Jones stopped, wishing it wasn’t so infernally dark. “Sheriff!” was his thought. “Sheriff and deputies. How fortunate.”

That this was a misapprehension became evident as the situation developed.

“Shall I shoot ’em?” growled another voice.

“Sure!” said the bull voice. “Shoot ’em!”

A gun roared. A bullet fanned Hobo Jones’ face. He was suddenly glad it was so dark.

It wasn’t any sheriff and his deputies. Not much. Following the shot, a series of things happened with the speed of a bad automobile accident.

Fiesta threw herself flat on the ground.

“Run, Jones!” Fiesta screamed. “They’ve seized me! Run!” They hadn’t exactly seized her yet, but it looked as if they as good as had done so. “They’ve got me! Run, Jones!” she shrieked. “Run, you fool!”

She heard Jones go tearing off through the sagebrush, cactus and mesquite. He sounded like a mowing machine. A rifle crashed. The bullet hit a rock, climbed into the dark sky with the howl of a wolf. A sawed-off shotgun turned loose two ear-splitting blasts. Men yelled profanity.

A peculiar thing happened—one of those accidents that occur when people are excited and doing things wildly.

Fiesta had informed Jones that she had been seized because she had wanted him to believe that he could not help her, and save himself. Fiesta had made it so lifelike that Jones had believed her.

Actually, the bull-voiced man and all his helpers likewise presumed that Fiesta had been seized. It was very dark. They couldn’t see one another. Each of them thought one of the others was holding Fiesta, so they went charging away in pursuit of Hobo Jones.

Fiesta was left scot-free. She got up off the sandy ground, amazed, and stood listening to the gun-bangings, yells and other bedlam that accompanied the pursuit of Jones.

She clenched and unclenched her hands, feverishly anxious, trying to think of something she could do to help Jones. There was nothing. She was unarmed. She had never fired a gun in her life, anyway. And there were at least five blood-thirstily determined men chasing poor Jones, all armed—and shooting freely, by the sounds. Fiesta stared at the cloud-cluttered sky and emitted a prayer.

“Let it stay very dark,” she said.

It did.

In the course of a few minutes, Fiesta decided that Hobo Jones, as a foot racer, was more than the match for the group of men who had waylaid them. Jones obviously had gotten away. The disgusted swearing of his pursuers must be audible as far as New Mexico.

Fiesta climbed into her birthday-cake car. It was time she was making her own escape.
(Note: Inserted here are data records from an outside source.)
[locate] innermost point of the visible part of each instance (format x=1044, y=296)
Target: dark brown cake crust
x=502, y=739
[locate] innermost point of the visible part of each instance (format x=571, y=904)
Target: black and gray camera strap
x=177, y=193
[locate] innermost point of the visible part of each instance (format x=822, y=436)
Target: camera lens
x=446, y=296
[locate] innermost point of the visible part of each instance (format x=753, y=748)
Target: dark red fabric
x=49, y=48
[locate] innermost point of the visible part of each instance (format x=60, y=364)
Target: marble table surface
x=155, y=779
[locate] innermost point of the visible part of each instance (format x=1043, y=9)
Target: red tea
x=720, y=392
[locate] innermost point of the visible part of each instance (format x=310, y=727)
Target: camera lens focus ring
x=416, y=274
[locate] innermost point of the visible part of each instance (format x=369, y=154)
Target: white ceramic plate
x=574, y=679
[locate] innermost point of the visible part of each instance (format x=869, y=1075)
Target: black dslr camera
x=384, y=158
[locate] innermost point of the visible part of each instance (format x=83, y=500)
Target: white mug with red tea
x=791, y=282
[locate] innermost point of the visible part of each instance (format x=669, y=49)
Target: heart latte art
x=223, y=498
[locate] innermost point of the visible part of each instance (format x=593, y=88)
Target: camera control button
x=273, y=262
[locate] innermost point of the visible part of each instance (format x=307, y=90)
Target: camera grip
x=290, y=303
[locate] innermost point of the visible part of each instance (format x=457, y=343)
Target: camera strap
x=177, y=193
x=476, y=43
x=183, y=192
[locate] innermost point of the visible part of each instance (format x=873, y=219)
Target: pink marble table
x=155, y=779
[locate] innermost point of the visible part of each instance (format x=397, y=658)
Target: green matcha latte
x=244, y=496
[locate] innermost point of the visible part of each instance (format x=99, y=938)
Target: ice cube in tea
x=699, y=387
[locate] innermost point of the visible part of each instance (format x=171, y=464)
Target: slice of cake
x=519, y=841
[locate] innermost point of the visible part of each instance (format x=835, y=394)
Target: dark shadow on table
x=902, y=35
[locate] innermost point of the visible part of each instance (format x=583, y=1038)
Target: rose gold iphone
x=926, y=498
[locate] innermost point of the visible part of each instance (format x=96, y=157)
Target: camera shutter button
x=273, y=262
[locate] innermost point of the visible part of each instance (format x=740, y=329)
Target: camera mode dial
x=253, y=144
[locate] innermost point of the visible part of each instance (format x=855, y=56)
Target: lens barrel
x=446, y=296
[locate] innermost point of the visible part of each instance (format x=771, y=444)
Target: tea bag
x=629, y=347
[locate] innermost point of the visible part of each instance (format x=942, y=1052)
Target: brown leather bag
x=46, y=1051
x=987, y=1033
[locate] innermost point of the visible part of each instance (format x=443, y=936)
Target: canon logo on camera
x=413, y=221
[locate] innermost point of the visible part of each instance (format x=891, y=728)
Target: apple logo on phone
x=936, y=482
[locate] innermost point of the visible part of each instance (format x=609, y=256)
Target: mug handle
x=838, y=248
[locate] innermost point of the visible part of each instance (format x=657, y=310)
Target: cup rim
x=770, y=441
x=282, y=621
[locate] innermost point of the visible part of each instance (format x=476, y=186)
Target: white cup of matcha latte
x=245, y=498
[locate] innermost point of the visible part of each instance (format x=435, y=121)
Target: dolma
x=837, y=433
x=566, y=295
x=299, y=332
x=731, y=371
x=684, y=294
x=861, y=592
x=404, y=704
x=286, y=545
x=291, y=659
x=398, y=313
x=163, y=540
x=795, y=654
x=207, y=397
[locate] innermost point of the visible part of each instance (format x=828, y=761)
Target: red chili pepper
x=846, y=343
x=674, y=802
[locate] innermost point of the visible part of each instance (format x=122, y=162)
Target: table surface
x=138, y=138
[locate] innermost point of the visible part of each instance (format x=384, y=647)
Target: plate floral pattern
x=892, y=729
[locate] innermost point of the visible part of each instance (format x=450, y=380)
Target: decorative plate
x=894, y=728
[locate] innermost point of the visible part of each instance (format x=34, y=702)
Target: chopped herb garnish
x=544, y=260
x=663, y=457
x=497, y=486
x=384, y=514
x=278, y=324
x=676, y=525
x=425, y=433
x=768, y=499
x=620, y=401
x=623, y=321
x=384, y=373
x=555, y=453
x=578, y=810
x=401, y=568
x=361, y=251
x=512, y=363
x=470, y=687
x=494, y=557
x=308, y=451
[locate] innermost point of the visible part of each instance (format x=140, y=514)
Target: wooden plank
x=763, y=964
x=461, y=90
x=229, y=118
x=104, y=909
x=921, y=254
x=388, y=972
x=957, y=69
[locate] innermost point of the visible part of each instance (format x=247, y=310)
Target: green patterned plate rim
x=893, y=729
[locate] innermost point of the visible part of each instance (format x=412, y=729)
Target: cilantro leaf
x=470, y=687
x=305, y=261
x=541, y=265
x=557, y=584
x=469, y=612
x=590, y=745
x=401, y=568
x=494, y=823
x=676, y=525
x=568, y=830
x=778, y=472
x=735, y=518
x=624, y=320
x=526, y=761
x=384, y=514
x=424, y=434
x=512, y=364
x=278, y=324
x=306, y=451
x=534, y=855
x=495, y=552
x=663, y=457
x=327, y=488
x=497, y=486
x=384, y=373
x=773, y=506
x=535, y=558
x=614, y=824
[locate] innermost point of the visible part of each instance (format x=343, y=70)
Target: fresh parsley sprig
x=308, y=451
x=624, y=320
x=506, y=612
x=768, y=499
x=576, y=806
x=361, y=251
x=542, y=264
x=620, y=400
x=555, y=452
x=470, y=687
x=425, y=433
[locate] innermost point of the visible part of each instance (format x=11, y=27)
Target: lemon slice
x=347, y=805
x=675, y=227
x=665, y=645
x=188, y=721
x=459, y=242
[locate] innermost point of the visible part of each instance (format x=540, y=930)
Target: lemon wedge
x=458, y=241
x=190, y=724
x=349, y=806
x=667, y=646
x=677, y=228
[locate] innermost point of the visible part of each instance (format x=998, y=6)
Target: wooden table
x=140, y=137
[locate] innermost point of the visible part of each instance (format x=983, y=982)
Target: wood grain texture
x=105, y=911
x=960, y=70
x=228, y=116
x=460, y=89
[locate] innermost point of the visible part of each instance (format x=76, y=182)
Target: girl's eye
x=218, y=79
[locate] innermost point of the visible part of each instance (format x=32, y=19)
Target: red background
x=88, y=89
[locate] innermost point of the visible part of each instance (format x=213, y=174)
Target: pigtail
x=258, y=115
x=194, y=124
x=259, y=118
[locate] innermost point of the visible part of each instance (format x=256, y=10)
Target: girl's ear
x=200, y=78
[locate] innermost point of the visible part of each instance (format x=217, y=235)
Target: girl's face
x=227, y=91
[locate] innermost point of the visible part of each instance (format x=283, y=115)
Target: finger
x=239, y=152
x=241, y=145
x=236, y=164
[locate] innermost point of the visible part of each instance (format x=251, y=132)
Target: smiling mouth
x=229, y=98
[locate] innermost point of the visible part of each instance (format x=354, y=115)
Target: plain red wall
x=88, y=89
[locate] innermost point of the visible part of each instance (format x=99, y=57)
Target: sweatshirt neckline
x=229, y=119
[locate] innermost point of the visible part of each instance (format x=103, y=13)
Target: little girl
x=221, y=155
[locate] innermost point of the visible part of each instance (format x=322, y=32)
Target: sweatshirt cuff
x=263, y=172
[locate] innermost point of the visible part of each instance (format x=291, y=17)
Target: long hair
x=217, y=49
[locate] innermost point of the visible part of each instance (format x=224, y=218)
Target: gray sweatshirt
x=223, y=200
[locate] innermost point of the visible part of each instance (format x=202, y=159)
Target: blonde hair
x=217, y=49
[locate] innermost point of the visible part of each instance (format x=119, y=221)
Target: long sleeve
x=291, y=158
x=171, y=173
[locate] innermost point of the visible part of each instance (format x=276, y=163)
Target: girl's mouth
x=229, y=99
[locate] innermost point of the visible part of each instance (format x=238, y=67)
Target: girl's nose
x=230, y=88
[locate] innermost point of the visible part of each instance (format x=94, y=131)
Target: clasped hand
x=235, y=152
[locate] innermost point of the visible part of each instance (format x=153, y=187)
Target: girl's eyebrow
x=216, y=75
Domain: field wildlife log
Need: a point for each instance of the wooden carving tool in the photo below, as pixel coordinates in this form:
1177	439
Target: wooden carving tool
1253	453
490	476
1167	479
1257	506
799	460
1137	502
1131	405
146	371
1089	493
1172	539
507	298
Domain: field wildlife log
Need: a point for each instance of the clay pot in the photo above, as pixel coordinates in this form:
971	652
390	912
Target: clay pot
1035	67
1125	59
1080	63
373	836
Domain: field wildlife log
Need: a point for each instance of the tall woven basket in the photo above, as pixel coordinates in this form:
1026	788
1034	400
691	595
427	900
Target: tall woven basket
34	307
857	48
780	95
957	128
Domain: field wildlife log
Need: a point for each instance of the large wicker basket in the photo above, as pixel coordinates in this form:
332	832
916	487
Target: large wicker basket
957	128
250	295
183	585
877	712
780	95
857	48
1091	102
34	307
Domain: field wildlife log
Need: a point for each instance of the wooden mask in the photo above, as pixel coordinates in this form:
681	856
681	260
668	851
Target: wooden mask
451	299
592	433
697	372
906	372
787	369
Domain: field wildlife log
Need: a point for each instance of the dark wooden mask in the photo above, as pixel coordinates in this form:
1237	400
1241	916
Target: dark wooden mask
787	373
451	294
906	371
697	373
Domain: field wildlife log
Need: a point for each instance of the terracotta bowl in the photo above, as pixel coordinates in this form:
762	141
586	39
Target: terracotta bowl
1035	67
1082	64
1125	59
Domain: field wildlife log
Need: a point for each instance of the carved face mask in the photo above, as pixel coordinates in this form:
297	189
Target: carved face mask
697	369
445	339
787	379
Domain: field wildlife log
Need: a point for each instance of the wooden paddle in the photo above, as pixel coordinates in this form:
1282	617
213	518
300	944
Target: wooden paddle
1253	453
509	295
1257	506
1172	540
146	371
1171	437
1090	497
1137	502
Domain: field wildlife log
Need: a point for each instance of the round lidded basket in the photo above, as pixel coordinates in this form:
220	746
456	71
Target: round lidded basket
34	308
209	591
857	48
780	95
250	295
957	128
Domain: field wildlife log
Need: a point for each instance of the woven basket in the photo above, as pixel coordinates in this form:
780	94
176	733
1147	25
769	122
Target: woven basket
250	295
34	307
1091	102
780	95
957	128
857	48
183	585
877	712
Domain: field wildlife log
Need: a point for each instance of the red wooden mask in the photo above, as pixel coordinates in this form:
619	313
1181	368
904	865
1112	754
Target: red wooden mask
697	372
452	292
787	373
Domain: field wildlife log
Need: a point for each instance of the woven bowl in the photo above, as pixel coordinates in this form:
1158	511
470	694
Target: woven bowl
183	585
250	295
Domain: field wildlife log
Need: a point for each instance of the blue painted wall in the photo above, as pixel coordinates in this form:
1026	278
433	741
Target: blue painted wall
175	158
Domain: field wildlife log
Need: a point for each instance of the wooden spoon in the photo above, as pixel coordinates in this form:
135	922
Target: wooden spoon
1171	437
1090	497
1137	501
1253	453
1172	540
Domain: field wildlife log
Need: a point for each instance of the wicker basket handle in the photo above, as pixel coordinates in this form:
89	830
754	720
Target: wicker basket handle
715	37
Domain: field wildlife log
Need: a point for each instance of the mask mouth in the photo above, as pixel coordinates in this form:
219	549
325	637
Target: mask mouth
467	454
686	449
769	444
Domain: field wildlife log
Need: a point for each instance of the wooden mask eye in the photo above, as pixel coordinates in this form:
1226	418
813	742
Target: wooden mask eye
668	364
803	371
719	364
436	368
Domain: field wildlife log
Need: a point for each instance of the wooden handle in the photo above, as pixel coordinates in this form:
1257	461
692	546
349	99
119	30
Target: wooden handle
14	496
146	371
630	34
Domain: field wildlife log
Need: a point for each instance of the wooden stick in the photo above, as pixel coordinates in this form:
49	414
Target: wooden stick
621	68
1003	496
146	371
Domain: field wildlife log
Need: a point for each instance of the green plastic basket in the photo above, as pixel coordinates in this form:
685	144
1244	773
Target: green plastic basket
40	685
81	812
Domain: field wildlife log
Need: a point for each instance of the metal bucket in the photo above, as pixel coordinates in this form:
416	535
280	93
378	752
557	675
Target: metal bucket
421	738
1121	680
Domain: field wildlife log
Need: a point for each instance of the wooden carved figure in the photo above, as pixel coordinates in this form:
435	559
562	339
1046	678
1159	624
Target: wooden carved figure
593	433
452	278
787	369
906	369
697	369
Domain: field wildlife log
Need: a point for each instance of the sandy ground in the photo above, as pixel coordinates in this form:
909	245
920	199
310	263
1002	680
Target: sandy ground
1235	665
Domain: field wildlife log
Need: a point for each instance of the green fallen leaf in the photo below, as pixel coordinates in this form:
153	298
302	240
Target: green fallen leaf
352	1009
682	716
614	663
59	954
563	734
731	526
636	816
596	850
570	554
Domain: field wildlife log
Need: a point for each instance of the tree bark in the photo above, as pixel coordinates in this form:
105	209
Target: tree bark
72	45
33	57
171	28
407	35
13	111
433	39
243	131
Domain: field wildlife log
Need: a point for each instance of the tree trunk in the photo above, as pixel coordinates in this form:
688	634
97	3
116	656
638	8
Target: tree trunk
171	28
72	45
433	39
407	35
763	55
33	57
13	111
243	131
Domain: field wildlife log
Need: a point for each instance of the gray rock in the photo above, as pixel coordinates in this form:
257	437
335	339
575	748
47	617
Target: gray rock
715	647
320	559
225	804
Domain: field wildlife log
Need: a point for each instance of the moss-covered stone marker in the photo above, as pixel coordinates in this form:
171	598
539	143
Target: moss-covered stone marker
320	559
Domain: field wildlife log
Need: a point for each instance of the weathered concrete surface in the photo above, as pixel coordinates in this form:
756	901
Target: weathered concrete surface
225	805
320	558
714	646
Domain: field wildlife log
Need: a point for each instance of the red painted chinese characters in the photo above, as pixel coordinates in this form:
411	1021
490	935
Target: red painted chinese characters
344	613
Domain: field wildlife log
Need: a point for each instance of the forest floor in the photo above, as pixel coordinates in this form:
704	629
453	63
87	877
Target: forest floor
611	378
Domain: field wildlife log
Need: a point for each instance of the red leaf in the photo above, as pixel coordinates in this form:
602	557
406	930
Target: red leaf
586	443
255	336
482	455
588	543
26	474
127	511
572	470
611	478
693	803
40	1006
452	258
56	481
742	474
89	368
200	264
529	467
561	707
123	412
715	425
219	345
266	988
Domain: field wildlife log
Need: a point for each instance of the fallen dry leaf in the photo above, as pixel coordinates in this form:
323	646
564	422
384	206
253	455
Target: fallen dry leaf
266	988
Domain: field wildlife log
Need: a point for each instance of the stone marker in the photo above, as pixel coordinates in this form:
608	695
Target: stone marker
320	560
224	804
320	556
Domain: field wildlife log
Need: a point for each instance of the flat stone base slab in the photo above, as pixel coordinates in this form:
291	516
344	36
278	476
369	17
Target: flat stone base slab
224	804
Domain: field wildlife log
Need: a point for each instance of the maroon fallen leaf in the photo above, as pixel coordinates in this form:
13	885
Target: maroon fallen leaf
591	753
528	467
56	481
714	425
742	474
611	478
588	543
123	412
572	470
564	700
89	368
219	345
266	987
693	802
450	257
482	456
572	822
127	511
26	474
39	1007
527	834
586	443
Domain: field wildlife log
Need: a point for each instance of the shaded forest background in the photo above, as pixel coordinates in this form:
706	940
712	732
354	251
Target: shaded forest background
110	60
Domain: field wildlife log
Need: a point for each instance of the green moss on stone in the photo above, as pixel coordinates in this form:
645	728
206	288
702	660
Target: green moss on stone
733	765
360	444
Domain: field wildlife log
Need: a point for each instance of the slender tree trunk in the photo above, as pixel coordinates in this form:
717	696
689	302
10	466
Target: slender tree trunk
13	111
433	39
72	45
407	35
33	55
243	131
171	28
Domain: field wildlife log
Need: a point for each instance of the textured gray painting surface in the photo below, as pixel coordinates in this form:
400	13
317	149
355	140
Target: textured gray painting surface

She turned the switch, breathed another prayer, stepped on the starter, and there was a miracle and the motor began running, sounding as if a charivari was in progress. She turned on the headlights, which furnished about the same illumination as lightning bugs, put the car in gear, and drove down the road. She drove fast. If one did not mind noise, the car would go fast, up to forty miles an hour.

Fiesta looked around from time to time, and this was how she happened to discover that a bird was following her.